If you have a custom NSView subclass, you can call self.interpretKeyEvents(_:), too, instead of pushing it to the next responder; it’s just that I want to bypass the table view in this particular case. NSTableView.interpretKeyEvents results in unwanted behavior.

This is where the beep happened even though the Alt-Up/Alt-Down NSResponder methods were present. The input error sound usually plays when you don’t implement a shortcut anywhere in the responder chain.

According to lore and the docs, performKeyEquivalent(with:) -> Bool should be useful: you return true to indicate that the receiver took care of the event selector passed to it. In theory, this should prevent the beep sound even when you don’t implement the NSResponder method – but that didn’t work at all for me.

screenshot of Xcode breakpoint
Symbolic breakpoint in Xcode

These are the steps I found useful to hunt for the source:

  1. Add a symbolic breakpoint in Xcode for symbol “NSBeep” in module “AppKit”. When you hit enter or run the program for the first time, the breakpoint should obtain a child item; that indicates the symbol is recognized. Run the program, hit the key combo, and Xcode should stop execution.

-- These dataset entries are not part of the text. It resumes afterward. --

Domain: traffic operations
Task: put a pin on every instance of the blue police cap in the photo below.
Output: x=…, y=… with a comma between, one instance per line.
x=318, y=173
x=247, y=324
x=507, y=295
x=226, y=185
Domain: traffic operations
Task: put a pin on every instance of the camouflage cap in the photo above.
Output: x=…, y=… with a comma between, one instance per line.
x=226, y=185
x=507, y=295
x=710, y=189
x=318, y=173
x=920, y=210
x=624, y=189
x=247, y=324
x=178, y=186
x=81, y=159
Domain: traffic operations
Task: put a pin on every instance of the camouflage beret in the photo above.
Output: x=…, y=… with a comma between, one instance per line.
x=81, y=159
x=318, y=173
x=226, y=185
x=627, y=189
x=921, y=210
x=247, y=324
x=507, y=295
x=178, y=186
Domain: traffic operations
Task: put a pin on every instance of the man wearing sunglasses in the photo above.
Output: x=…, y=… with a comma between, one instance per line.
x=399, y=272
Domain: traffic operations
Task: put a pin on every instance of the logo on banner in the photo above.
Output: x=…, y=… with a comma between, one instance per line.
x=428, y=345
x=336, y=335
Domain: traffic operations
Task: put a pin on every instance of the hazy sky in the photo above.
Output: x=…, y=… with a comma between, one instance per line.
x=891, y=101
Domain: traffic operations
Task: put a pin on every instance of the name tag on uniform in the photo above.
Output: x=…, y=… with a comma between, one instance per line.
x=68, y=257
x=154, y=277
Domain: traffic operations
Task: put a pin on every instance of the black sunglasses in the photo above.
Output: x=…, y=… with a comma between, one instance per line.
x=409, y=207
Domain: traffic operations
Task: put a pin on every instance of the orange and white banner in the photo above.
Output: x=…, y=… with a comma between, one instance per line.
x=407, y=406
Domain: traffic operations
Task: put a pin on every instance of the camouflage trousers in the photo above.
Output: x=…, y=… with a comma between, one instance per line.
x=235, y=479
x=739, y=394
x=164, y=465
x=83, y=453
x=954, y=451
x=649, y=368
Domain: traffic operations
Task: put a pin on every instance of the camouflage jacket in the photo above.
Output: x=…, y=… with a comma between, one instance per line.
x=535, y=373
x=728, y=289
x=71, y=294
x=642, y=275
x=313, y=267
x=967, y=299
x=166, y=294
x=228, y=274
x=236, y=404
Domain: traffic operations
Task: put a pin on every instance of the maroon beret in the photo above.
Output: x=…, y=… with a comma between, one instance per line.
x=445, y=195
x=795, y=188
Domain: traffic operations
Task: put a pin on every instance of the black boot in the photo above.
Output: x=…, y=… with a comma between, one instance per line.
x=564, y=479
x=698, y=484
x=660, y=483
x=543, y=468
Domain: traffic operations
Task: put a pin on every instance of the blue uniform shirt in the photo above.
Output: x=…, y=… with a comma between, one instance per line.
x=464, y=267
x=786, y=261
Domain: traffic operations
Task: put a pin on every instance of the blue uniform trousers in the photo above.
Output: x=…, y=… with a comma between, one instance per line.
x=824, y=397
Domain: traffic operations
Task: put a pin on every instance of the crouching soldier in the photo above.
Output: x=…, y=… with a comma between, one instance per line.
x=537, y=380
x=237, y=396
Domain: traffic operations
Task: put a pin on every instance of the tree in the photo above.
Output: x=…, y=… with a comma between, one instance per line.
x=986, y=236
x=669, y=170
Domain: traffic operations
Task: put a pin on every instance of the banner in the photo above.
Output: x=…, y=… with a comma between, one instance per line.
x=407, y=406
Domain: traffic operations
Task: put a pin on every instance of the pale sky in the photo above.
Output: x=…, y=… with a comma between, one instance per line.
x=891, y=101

Look at the stack trace to see from where the key interpretation reaches nirvana. – I found out that shortcut execution indeed reaches interpretKeyEvents(_:) but seemingly bypasses the rest of the responder chain which should handle the expected moveToBeginningOfParagraph(_:) call. (At least when it beeps. Since the action is performed by the program, I know the method is invoked.)
  2. Add doCommandBySelector(_:) in your target responder. Insert a manual breakpoint. Look at the value of the selector parameter for every call.

The first step revealed that some methods were never called when the beep happened. The second step told me which selector was actually invoked for a single hit of Alt-Up:

  1. moveBackward(_:)
  2. moveToBeginningOfParagraph(_:)

Alt-Down produces a similar combo:

  1. moveForward(_:)
  2. moveToEndOfParagraph(_:)

Aha!

Once I added an empty implementation of moveBackward(_:) and moveForward(_:), the beeps went away.

NSResponder debugging isn’t much fun most of the time because of all the implicit behavior. Then again, you get a lot of useful stuff for free. Sheesh. At least now I know that doCommandBySelector(_:) is a great opportunity to see what’s done behind the scenes because it’s a bottleneck every call has to pass.